J'aurais pu m'extasier pour le « Solo » de Philippe Découflé présenté à la Maison de la Culture de Grenoble. Bien que le texte donné à l'entrée récapitule les nombreuses louanges de la presse écrite (du Figaro à Libération !),  je ne partage pas l'unanimité pour ce spectacle, excellent produit d'exportation si l'on en juge par la tournée internationale de 2007.
12-solo.jpgCette vision du corps ne fait pas partie de ma culture. L'outil vidéo, omniprésent, décompose, décuple à l'infini le geste, et me plonge dans le vide. La caméra structure le ressenti du spectateur, réduit la focale de son regard, cadre la forme là où l'on aurait envie d'interroger le sens.
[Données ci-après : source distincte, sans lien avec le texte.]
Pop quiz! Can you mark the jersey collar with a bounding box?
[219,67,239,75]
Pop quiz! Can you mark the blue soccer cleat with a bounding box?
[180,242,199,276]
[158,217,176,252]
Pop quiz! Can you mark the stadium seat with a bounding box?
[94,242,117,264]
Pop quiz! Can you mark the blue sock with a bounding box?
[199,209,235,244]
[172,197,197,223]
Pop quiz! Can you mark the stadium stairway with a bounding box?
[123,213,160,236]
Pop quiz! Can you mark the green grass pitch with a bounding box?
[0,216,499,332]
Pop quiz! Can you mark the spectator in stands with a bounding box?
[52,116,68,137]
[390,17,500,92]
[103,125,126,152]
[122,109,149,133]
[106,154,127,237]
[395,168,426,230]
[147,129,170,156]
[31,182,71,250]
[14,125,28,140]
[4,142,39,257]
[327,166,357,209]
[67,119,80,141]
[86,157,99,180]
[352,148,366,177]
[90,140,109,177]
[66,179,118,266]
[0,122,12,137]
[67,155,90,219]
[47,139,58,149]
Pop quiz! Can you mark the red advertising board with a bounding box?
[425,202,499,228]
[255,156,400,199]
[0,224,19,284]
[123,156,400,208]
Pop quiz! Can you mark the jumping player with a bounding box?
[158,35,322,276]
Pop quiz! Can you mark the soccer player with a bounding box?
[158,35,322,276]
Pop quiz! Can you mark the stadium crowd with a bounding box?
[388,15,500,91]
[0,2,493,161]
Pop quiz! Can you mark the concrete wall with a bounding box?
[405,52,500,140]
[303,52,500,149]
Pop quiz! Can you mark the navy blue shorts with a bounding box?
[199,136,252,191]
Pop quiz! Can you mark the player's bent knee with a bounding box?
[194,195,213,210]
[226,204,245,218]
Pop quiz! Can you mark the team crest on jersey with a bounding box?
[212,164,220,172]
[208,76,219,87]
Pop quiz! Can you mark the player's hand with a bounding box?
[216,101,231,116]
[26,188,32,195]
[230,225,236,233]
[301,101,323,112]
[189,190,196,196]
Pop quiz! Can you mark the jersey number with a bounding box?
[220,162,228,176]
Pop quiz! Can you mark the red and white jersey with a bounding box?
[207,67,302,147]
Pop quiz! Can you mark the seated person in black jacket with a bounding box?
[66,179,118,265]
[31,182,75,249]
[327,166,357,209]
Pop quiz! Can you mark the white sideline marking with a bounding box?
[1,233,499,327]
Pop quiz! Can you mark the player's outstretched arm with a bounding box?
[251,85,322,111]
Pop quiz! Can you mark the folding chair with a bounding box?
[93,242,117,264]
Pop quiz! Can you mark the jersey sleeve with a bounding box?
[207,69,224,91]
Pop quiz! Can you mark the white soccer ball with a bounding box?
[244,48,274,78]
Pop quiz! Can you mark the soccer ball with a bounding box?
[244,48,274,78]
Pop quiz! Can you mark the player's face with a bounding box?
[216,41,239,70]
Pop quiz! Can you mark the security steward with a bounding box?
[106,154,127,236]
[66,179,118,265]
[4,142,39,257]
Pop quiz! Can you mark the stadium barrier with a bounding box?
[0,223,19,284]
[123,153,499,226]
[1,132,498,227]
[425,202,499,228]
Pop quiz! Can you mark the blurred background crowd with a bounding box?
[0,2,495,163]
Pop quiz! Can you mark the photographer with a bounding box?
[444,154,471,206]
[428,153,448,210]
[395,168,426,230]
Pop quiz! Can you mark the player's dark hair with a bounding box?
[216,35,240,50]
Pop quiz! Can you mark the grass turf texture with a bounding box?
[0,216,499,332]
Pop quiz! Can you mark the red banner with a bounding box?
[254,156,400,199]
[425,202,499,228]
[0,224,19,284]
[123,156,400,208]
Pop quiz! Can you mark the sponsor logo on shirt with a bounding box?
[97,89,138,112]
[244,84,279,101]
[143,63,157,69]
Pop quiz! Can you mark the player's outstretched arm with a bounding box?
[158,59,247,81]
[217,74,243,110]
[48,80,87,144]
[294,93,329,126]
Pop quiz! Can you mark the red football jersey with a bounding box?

Découflé est talentueux pour projeter la pauvreté de son écriture chorégraphique vers des espaces inattendus.
À plusieurs reprises, l'enfermement gagne puis l'ennui à force d'imaginer une porte qui s'ouvre difficilement. Il faut attendre ce moment où, assis à sa table, il mime avec ses doigts une chanson de Bourvil et provoque la jubilation du public habitué jusqu'à présent à se laisser porter.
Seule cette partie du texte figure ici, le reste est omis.